Bash Shell Scripting/Input-Output

The read built-in edit

From help read:

read: read [-ers] [-a array] [-d delim] [-i text] [-n nchars] [-N nchars] [-p prompt] [-t timeout] [-u fd] [name ...]
Read a line from the standard input and split it into fields.

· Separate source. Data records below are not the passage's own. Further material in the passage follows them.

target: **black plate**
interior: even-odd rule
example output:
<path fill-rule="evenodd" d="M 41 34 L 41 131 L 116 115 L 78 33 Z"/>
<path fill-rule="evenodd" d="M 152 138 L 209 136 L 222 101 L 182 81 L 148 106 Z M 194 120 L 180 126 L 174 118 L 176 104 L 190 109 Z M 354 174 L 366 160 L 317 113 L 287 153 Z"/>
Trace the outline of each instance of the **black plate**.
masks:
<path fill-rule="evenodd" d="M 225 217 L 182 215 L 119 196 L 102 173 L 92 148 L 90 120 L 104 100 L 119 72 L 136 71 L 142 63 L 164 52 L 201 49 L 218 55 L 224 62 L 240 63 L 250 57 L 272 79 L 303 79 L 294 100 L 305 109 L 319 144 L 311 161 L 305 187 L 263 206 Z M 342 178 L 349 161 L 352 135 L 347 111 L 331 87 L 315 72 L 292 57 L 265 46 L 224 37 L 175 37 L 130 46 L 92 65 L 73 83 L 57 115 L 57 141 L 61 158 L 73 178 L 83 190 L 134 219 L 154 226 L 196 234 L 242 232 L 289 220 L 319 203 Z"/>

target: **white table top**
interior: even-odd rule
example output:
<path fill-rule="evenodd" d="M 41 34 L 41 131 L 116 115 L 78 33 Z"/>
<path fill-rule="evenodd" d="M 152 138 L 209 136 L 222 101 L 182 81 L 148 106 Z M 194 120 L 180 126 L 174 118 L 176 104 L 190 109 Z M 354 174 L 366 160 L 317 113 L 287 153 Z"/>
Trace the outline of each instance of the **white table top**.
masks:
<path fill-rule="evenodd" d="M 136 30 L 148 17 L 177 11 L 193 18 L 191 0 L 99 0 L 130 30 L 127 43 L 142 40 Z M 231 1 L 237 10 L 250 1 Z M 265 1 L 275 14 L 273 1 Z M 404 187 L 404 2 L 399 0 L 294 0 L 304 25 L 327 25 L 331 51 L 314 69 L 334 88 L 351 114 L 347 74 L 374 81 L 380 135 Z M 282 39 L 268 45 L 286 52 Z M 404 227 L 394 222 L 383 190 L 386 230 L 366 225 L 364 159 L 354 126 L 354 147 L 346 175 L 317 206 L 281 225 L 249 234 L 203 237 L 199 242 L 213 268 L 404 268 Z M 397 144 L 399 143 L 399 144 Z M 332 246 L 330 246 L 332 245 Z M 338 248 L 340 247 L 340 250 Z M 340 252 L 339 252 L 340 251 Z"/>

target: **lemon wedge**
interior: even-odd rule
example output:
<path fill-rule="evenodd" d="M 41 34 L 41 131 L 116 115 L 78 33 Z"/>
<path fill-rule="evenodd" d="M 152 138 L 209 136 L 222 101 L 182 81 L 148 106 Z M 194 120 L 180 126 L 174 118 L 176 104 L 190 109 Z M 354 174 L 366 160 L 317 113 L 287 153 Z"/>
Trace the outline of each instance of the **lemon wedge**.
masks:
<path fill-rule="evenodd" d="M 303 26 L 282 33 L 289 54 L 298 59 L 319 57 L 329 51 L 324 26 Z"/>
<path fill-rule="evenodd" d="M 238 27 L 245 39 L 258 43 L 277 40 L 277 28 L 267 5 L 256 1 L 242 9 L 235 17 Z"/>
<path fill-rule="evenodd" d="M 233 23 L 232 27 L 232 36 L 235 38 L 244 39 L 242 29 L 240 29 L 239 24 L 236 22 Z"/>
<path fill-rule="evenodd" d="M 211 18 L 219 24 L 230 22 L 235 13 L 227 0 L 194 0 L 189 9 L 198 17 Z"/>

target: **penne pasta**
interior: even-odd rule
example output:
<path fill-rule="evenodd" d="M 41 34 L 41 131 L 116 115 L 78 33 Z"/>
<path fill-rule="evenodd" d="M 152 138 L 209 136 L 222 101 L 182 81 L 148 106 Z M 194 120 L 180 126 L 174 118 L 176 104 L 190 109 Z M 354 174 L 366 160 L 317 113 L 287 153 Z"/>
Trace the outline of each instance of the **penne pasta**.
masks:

read is great for both user inputs and reading standard inputs/piping.

An example of user input:

# 'readline'  prompt          default    variable name
read -e -p "Do this:" -i "destroy the ship" command

echo "$command"

Or even simpler:

pause() { read -n 1 -p "Press any key to continue..."; }

Hello-world level example of stdout operation:

echo 'Hello, world!' | { read hello
echo $hello }

Just be creative. For example, in many ways read can replace whiptail. Here is an example, extracted from Arthur200000's shell script:

# USAGE
#   yes_or_no "title" "text" height width ["yes text"] ["no text"]
# INPUTS
#   $LINE = (y/n)          - If we should use line-based input style(read)
#   $_DEFAULT = (optional) - The default value for read
yes_or_no() {
  if [ "$LINE" == "y" ]; then
    echo -e "\e[1m$1\e[0m"
    echo '$2' | fold -w $4 -s
    while read -e -n 1 -i "$_DEFAULT" -p "Y for ${5:-Yes}, N for ${6:-No}[Y/N]" _yesno; do
      case $_yesno in
        [yY]|1)
          return 0
          ;;
        [nN]|0)
          return 1
          ;;
        *)
          echo -e "\e[1;31mINVALID INPUT\x21\e[0m"
       esac
  else whiptail --title "${1:-Huh?}" --yesno "${2:-Are you sure?}" ${3:-10} ${4:-80}\
         --yes-button "${5:-Yes}" --no-button "$6{:-No}"; return $?
  fi
}

# USAGE
#   user_input var_name ["title"] ["prompt"] [height] [width]
# INPUTS
#   $LINE = (y/n)          - If we should use line-based input style(read)
#   $_DEFAULT = (optional) - The default value for read; defaults to nothing.
user_input(){
  if [ "$LINE" == "y" ]; then
    echo -e "\e[1m${2:-Please Enter:}\e[0m" | fold -w ${4:-80} -s
    read -e -i "${_DEFAULT}" -p "${3:->}" $1
  else
    eval "$1"=$(whiptail --title "$2" --inputbox "$3" 3>&1 1>&2 2>&3)
  fi
}

Shell redirection edit

In shells, redirection is used for file I/O. The most common usage of is to redirect standard streams (stdin, stdout and stderr) to accept input from another program via piping, to save program output as a file, and to suppress program output by redirecting a stream to /dev/null.